Articles

Articles

Local Autonomy

The church, as a universal entity of all saved people, has only one officer— Christ as head (Ephesians 1:22-23).  All other passages of scripture deal with organizational structure at the local level.  It is the local congregation which has elders and deacons:

“When they had appointed elders for them in every church” (Acts 14:23).

“From Miletus he sent to Ephesus and called to him the elders of the church” (Acts 20:17).

“To all the saints in Christ Jesus who are in Philippi, including the overseers and deacons” (Philippians 1:1).

“The elders who are among you I exhort, I who am a fellow elder and a witness of the sufferings of Christ, and also a partaker of the glory that will be revealed:  Shepherd the flock of God which is among you, serving as overseers, not by compulsion but willingly, not for dishonest gain but eagerly; nor as being lords over those entrusted to you, but being examples to the flock” (I Peter 5:1-3).

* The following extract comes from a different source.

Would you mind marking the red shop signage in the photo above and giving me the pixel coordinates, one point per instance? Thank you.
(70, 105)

The elders in each congregation were to exercise authority only over the Christians who were “among them”, that is, in their own congregation. This is further illustrated in Acts 20:28. As one writer summed it up, “Any boards, conventions, or even outside elders to which a congregation submits, either willingly or otherwise, is a violation of these teachings. Such additions place the congregational rule under someone or something beside the elders “among” them, and it will violate the autonomy that is to be enjoyed by “every church.” Since each congregation should be under the oversight and rule of its own elders, then each church must consequently, be absolutely independent of any other church or organizations” (“Autonomy Of The Local Church”, Trevor Bowen, insearchoftruth.org).

Furthermore, every example above shows that no elder had authority that extended beyond his local congregation. He did not enjoy special or elevated status at any other church, or over any other elder. The elders from one church could not exercise their authority over the elders from another church. Christians from one congregation are not meant to be subject in any way to another group of Christians (whether a church or a convention or a governmental structure beyond the local level).

Christ Among Individual, Stand-Alone Lampstands

Observe the way that Christ dwells among the lampstands in the vision shown to John on Patmos (Revelation 1:12-13, 16, 20, 2:1). Each lampstand is on its own, totally unconnected to the others. The only thing that binds one church to another is their mutual submission to Christ, who holds the seven stars (the very essence and vitality of the seven churches) in His right hand. When you read about the various failures and successes of the seven churches in Revelation 2-3, as well as the unique conditions and problems found in all the New Testament epistles, one thing becomes abundantly clear: each local congregation stands alone before God, on its own two feet, without any other church to lean on or blame for its spiritual condition.